Peter Asch knows one of the keys to building a strong business lies in working with the people who work for him.
“The context is that we’re deep believers in training and in truly helping people to better themselves,” said Asch, who is the CEO of Twincraft Skincare. “People have to want to help themselves, and if they do, the company is open to it and we’ll also fund it. It’s all about inspiring people and helping them to have a better life.”
Asch’s Winooski-based soap and skincare company is a family business that was founded in Canada by his father and uncle in 1972. Six years later they expanded into Vermont, and in the early 1990s the company completely relocated to the Green Mountain State, where it has remained since. Today, Asch and his brother Richard continue to run the contract-manufacturing business that produces over 40 million bars of specialty soap and millions of bottles and jars of liquid soaps and skincare products annually. And part of what’s kept the company going strong for nearly half a century is that Twincraft’s employees are well taken care of.
“It’s been part of our ethos. I think we’ve deepened it over the last few years, but it’s always been part of the company,” he said. “It’s all about ‘how do you inspire people? How do you help people have a better life?’’’
Walking through the manufacturing, lab, and packing areas of the plant, Asch stops to talk and joke with employees, with many of whom he’s on a first-name basis. At one point he stops to introduce himself to a new employee who’s been with the company for just over a week. When asked if he’s enjoying his work, the employee smiles and says he is. Asch thanks him for his work, shakes his hand, and watches as another large sack of soap pellets gets emptied into a massive hopper. Knowing his employees, Asch said, goes hand-in-hand with empowering his employees.
Asch went on to describe the deep commitment Twincraft has for staff development and training and how that’s a growing part of the focus of his company. For a brief period from 2007 to 2011, the Asches sold their business to a public company. But when the chance to buy back Twincraft came up, Peter and Richard saw an opportunity to ensure the company would remain in Vermont and a chance to further strengthen the workforce of the Winooski-based company.
“When Rich and I bought the company back, we quadrupled our training budget,” Asch said while sitting in his modest office at the manufacturing facility.
That increase has allowed Twincraft to broaden the offerings it can make for these types of programs. The result has been a growing relationship with CCV in which the College provides training and educational opportunities to Twincraft employees.
“Our workforce team spent some time with key leadership at Twincraft to learn about the company, their workforce challenges, and their future goals and plans,” said Penne Lynch, executive director of CCV’s workforce education programs. “Twincraft had identified the need to grow leadership skills across their organization, and with that in mind we decided an on-site Principles of Supervision course would be a good approach.”
According to Asch, CCV’s workforce education team brought the course to Twincraft’s Winooski facility and about a dozen middle managers participated in the program. The curriculum included material he refers to as “the pillars of management,” i.e. effective communication, goal setting, delegation, how to hire people, and then how to inspire those people.
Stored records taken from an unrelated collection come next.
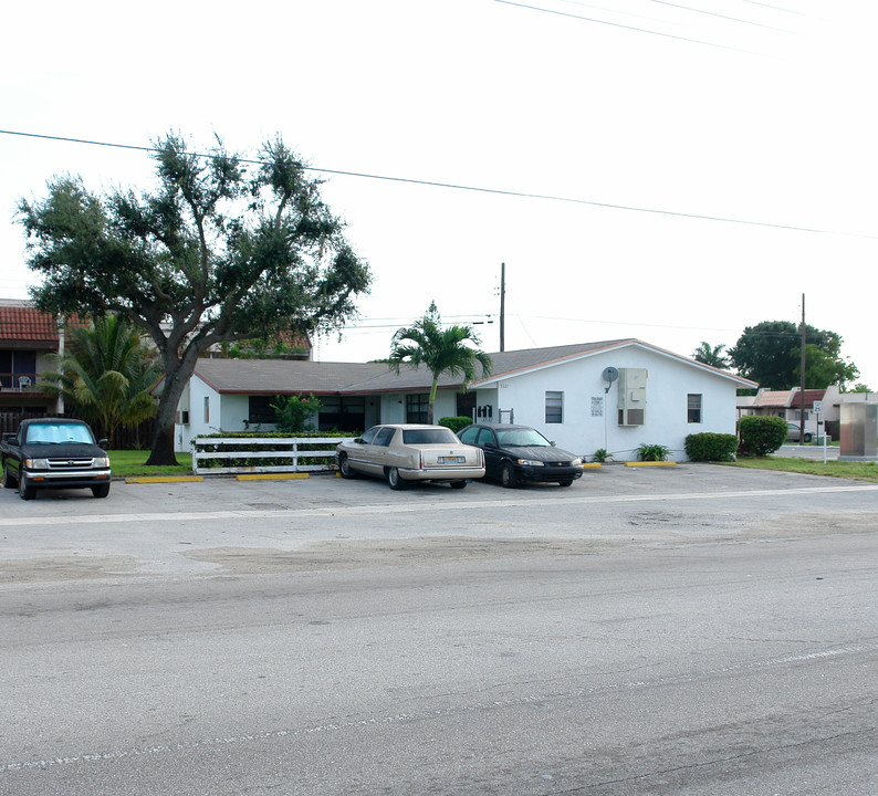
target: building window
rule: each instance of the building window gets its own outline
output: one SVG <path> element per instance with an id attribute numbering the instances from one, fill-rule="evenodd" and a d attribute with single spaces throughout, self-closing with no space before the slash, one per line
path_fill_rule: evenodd
<path id="1" fill-rule="evenodd" d="M 278 412 L 271 406 L 276 402 L 278 396 L 250 396 L 247 422 L 276 423 Z"/>
<path id="2" fill-rule="evenodd" d="M 690 392 L 686 398 L 686 419 L 689 422 L 701 422 L 701 400 L 700 392 Z"/>
<path id="3" fill-rule="evenodd" d="M 545 394 L 545 421 L 564 422 L 564 394 L 546 390 Z"/>
<path id="4" fill-rule="evenodd" d="M 429 409 L 429 392 L 406 396 L 406 422 L 427 422 Z"/>

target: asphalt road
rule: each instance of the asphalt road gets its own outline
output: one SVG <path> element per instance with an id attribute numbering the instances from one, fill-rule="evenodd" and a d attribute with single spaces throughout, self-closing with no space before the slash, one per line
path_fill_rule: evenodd
<path id="1" fill-rule="evenodd" d="M 878 488 L 0 491 L 0 794 L 876 794 Z"/>

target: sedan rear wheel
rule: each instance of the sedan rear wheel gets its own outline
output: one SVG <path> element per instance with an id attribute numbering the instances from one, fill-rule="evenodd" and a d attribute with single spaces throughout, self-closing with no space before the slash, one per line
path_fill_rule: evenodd
<path id="1" fill-rule="evenodd" d="M 387 471 L 387 483 L 393 490 L 406 489 L 406 482 L 403 480 L 401 475 L 399 474 L 399 470 L 396 468 L 390 468 Z"/>
<path id="2" fill-rule="evenodd" d="M 351 469 L 351 460 L 346 455 L 338 460 L 338 472 L 342 473 L 342 478 L 356 478 L 356 473 Z"/>

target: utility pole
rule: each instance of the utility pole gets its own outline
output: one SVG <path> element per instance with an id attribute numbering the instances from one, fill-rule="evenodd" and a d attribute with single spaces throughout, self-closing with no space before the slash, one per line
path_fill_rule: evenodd
<path id="1" fill-rule="evenodd" d="M 801 400 L 799 400 L 799 410 L 798 410 L 798 444 L 805 444 L 805 294 L 802 294 L 802 326 L 799 326 L 799 332 L 802 333 L 802 356 L 801 356 L 801 364 L 798 366 L 799 373 L 802 375 L 802 391 L 801 391 Z"/>
<path id="2" fill-rule="evenodd" d="M 500 263 L 500 350 L 506 349 L 506 264 Z"/>

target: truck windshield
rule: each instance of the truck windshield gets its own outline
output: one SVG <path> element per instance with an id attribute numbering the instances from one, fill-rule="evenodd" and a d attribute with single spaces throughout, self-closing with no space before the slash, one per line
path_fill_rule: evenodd
<path id="1" fill-rule="evenodd" d="M 86 426 L 77 423 L 35 423 L 28 427 L 27 442 L 87 442 L 93 443 Z"/>

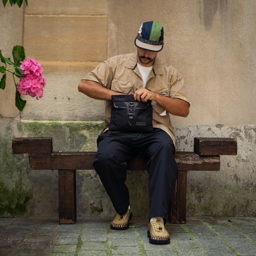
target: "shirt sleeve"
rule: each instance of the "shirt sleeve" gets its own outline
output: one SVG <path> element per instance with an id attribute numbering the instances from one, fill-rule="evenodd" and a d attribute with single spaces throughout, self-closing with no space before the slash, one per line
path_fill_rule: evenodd
<path id="1" fill-rule="evenodd" d="M 186 95 L 183 77 L 175 69 L 171 76 L 169 95 L 171 98 L 181 99 L 190 103 Z"/>
<path id="2" fill-rule="evenodd" d="M 99 83 L 103 86 L 110 89 L 113 76 L 113 67 L 109 60 L 100 63 L 93 70 L 89 72 L 83 79 Z"/>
“The response was awesome,” Asch said. “Anytime people are helped to better themselves in life, that’s a big deal; that touches people’s hearts.”
For Twincraft, the ability to host the course onsite also helped to make the course a company-wide success.
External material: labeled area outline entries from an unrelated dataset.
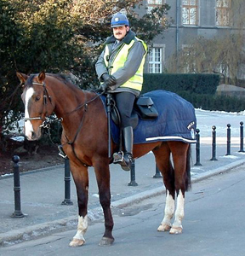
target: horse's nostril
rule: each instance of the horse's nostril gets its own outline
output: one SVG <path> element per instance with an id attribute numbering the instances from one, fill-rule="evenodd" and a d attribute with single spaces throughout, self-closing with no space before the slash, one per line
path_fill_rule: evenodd
<path id="1" fill-rule="evenodd" d="M 36 137 L 35 132 L 34 132 L 34 131 L 31 131 L 31 139 L 34 139 L 35 137 Z"/>

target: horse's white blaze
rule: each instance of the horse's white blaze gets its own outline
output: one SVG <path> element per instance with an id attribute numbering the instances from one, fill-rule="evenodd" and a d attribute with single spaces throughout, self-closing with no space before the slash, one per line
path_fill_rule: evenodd
<path id="1" fill-rule="evenodd" d="M 28 104 L 29 101 L 34 94 L 34 90 L 30 87 L 26 90 L 26 98 L 25 98 L 25 118 L 29 118 Z M 25 135 L 28 139 L 31 139 L 31 132 L 33 131 L 33 126 L 30 120 L 25 121 Z"/>
<path id="2" fill-rule="evenodd" d="M 78 216 L 78 224 L 77 231 L 73 239 L 83 240 L 85 241 L 83 235 L 85 234 L 88 229 L 88 215 L 84 218 Z"/>
<path id="3" fill-rule="evenodd" d="M 174 199 L 169 194 L 169 191 L 167 190 L 164 218 L 162 221 L 162 224 L 167 224 L 168 225 L 171 226 L 170 221 L 174 216 Z"/>
<path id="4" fill-rule="evenodd" d="M 175 211 L 175 219 L 174 222 L 174 227 L 180 227 L 182 228 L 182 218 L 184 218 L 184 205 L 185 205 L 185 198 L 181 190 L 179 189 L 179 195 L 177 196 L 177 206 Z"/>

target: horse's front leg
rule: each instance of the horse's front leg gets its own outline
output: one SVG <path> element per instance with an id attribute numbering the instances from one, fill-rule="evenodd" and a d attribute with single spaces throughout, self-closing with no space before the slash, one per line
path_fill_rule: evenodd
<path id="1" fill-rule="evenodd" d="M 101 160 L 94 166 L 99 188 L 100 202 L 103 208 L 105 218 L 105 233 L 99 245 L 110 246 L 114 241 L 114 237 L 112 236 L 114 223 L 111 211 L 109 161 Z"/>
<path id="2" fill-rule="evenodd" d="M 80 247 L 85 242 L 84 234 L 88 229 L 88 167 L 83 165 L 77 166 L 70 160 L 71 171 L 77 188 L 78 204 L 78 224 L 77 231 L 71 247 Z"/>

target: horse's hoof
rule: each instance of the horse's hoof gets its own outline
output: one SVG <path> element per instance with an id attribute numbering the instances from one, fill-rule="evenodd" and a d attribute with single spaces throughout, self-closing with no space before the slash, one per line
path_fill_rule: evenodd
<path id="1" fill-rule="evenodd" d="M 172 227 L 169 234 L 178 235 L 182 233 L 182 228 L 181 227 Z"/>
<path id="2" fill-rule="evenodd" d="M 157 228 L 158 232 L 169 231 L 171 229 L 171 225 L 166 223 L 161 224 L 161 225 Z"/>
<path id="3" fill-rule="evenodd" d="M 71 247 L 82 247 L 84 244 L 85 241 L 77 239 L 77 238 L 73 238 L 73 240 L 70 242 L 69 246 Z"/>
<path id="4" fill-rule="evenodd" d="M 108 238 L 108 237 L 102 237 L 100 241 L 99 242 L 99 245 L 100 247 L 107 247 L 111 246 L 114 241 L 114 238 Z"/>

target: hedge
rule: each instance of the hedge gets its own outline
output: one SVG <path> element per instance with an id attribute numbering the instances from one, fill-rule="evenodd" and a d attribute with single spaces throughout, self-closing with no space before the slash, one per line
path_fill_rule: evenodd
<path id="1" fill-rule="evenodd" d="M 217 74 L 144 74 L 142 93 L 165 90 L 177 93 L 194 108 L 205 110 L 240 112 L 245 110 L 245 99 L 216 96 Z"/>
<path id="2" fill-rule="evenodd" d="M 145 73 L 144 74 L 142 92 L 162 89 L 176 93 L 189 91 L 214 95 L 219 82 L 219 75 L 218 74 Z"/>

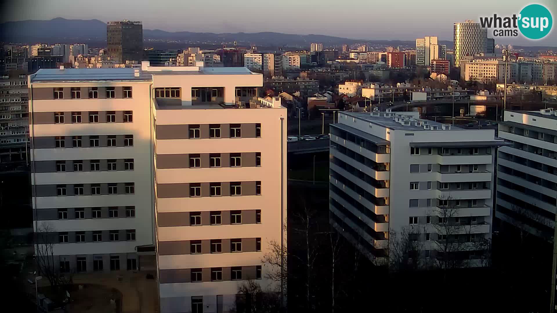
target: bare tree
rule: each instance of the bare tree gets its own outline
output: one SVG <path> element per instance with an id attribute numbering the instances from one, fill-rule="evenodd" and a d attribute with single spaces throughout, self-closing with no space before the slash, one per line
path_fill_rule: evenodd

“It was great that people didn’t need to schlep over to CCV; they could just do the course right here,” he said. “And it allowed us to get both shifts, too. You know, one’s ending, one’s beginning, we held the course right in the middle.”
As of now, there are plans to offer more training at the company. Both Asch and Lynch echoed the sentiment that it’s not a question of whether CCV and Twincraft partner for another course, rather how and when it will happen.
“Our current work with Twincraft includes a collaboration between CCV, Vermont Adult Learning and Working Bridges to teach English language skills focused on those that are needed in a manufacturing facility,” Lynch said. “The program is offered to temporary and permanent employees and focuses on teaching English, workplace safety and cultural diversity in the workplace. Our hope is to offer the Certified Production Technician training program, once employees have the skills needed to be successful in the training.”
At this point, Asch says the company is in a period of strong growth having recently opened a second liquid skincare facility in Essex.
“We are manufacturing skincare products including sun protection SPF’s, oils, creams, and body butters–– all truly excellent products,” Asch said. “Last year we hired 35 additional full-time people. We are growing and progressing into the future.”
That, he says, has made everybody at Twincraft feel good about the work they’re doing. But, he says, the company won’t be resting on its laurels when it comes to training employees and helping them better themselves both in their work and in life.
“We’re serious about it,” Asch said, “and you know anything our employees learn here they can take home and have better relations with anybody they interact with because they’re learning skills they can apply anywhere in life.”